I wrote a code myself, and I always felt a little redundant. I hope some people can help me rewrite the code more harmoniously after reading the article.

 

In the original figure, Case 3: If it is a binary search tree and the root and A, B are known, we assume that a, B is 3, 8. From knowing the root condition, we naturally think of recursion (not recursion, of course. The key is the convergence condition. Under what circumstances can we determine that the node checked is the latest Father's Day node? In fact, we can see some clues from this example. If the currently accessed nodes are smaller than those of A and B, it will definitely not work. If it is larger than a and B, neither can it. That is to say, this node is valid only in the range of a <= node <= B (we assume a <B ).
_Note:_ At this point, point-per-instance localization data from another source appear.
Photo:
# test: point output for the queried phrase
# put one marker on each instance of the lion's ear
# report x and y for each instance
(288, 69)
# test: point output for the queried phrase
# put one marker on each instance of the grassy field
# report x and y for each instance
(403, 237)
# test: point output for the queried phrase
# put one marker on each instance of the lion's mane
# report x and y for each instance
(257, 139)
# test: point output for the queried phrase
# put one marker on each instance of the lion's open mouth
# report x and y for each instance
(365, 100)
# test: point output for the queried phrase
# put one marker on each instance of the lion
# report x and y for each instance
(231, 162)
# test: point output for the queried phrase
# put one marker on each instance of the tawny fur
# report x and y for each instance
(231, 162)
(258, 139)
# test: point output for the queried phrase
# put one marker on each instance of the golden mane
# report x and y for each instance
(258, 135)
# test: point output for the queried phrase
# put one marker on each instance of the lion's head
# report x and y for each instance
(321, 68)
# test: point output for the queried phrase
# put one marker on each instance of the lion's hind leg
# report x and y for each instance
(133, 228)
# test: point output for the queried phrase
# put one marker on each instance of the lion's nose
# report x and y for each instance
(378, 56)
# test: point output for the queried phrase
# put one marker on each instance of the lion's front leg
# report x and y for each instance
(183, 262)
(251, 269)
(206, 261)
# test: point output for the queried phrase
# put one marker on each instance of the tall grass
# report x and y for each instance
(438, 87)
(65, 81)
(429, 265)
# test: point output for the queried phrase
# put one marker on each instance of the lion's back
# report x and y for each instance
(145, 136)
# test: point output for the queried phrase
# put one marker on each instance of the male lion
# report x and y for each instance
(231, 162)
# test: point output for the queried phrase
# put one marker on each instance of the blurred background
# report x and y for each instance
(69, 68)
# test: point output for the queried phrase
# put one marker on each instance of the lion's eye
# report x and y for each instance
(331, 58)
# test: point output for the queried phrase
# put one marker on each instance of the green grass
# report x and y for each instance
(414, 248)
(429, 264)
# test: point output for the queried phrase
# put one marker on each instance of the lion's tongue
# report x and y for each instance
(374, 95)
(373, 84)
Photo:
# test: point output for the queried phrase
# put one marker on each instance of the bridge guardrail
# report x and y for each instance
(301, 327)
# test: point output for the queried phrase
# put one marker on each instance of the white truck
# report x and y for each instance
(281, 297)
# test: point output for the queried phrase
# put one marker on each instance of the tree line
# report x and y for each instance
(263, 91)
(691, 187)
Similar code is widely circulated on the Internet:

Bstnode * findlcacase3 (bstnode * pnode, int value1, int value2) <br/>{< br/> bstnode * ptemp = pnode; <br/> while (ptemp) <br/>{< br/> If (ptemp-> DATA> value1 & ptemp-> DATA> value2) <br/> ptemp = ptemp-> pleft; <br/> else if (ptemp-> data <value1 & ptemp-> data <value2) <br/> ptemp = ptemp-> pright; <br/> else <br/> return ptemp; <br/>}< br/> return NULL; <br/>}

 

Well, the previous problems have been solved. Let's look back at the first case. Only the root and left and right nodes, and no parent, are not the sorting tree. What should we do? There are also many so-called LCA and rmq algorithms circulating on the Internet. We are overwhelmed to find the most appropriate one, especially during the interview, in a specific time space, it is difficult for you to write a complicated logic (for example, you will implement a suffix tree during the interview or use dynamic planning to find the longest public substring, even if the efficiency is different, I also choose dynamic planning :)). So here, when encountering similar problems, I chose simple records to find the paths of node1 and node2, and then analyzed their paths with similar situations, for example, node1 = 3 and node2 = 8. we can certainly find the 3 node from the root node, and record the path 3, 4, 6, 10. Similarly, we can also find 8, 6, 10. We store this information in two vectors, and discard the redundant Node 3 starting from the long vector, starting from the same Residual Length, 4! = 8, 6 = 6, coooool, we found our answer. The following code is written in full accordance with this idea.

# Include <vector> <br/> bool nodepath (bstnode * proot, int value, STD: vector <bstnode *> & Path) <br/>{< br/> If (proot = NULL) return false; <br/> If (proot-> data! = Value) <br/>{< br/> If (nodepath (proot-> pleft, value, PATH) <br/>{< br/> path. push_back (proot); <br/> return true; <br/>}< br/> else <br/>{< br/> If (nodepath (proot-> pright, value, PATH) <br/>{< br/> path. push_back (proot); <br/> return true; <br/>}< br/> else <br/> return false; <br/>}< br/> else <br/> {<br/> path. push_back (proot); <br/> return true; <br/>}< br/> bstnode * findlcacase1 (bstnode * pnod E, int value1, int value2) <br/>{< br/> STD: vector <bstnode *> path1; <br/> STD :: vector <bstnode *> path2; <br/> bool find = false; <br/> Find | = nodepath (pnode, value1, path1 ); <br/> Find & = nodepath (pnode, value2, path2); <br/> bstnode * preturn = NULL; <br/> If (FIND) <br/>{< br/> int minsize = path1.size ()> path2.size ()? Path2.size (): path1.size (); <br/> int it1 = path1.size ()-minsize; <br/> int it2 = path2.size ()-minsize; <br/> for (; it1 <path1.size (), it2 <path2.size (); it1 ++, it2 ++) <br/>{< br/> If (path1 [it1] = path2 [it2]) <br/>{< br/> preturn = path1 [it1]; <br/> break; <br/>}< br/> return preturn; <br/>}< br/>

It took about 30 minutes to modify and debug the code, and then it gradually stabilized. It is really hard to imagine how it would work in the interview environment, it may be only days to know.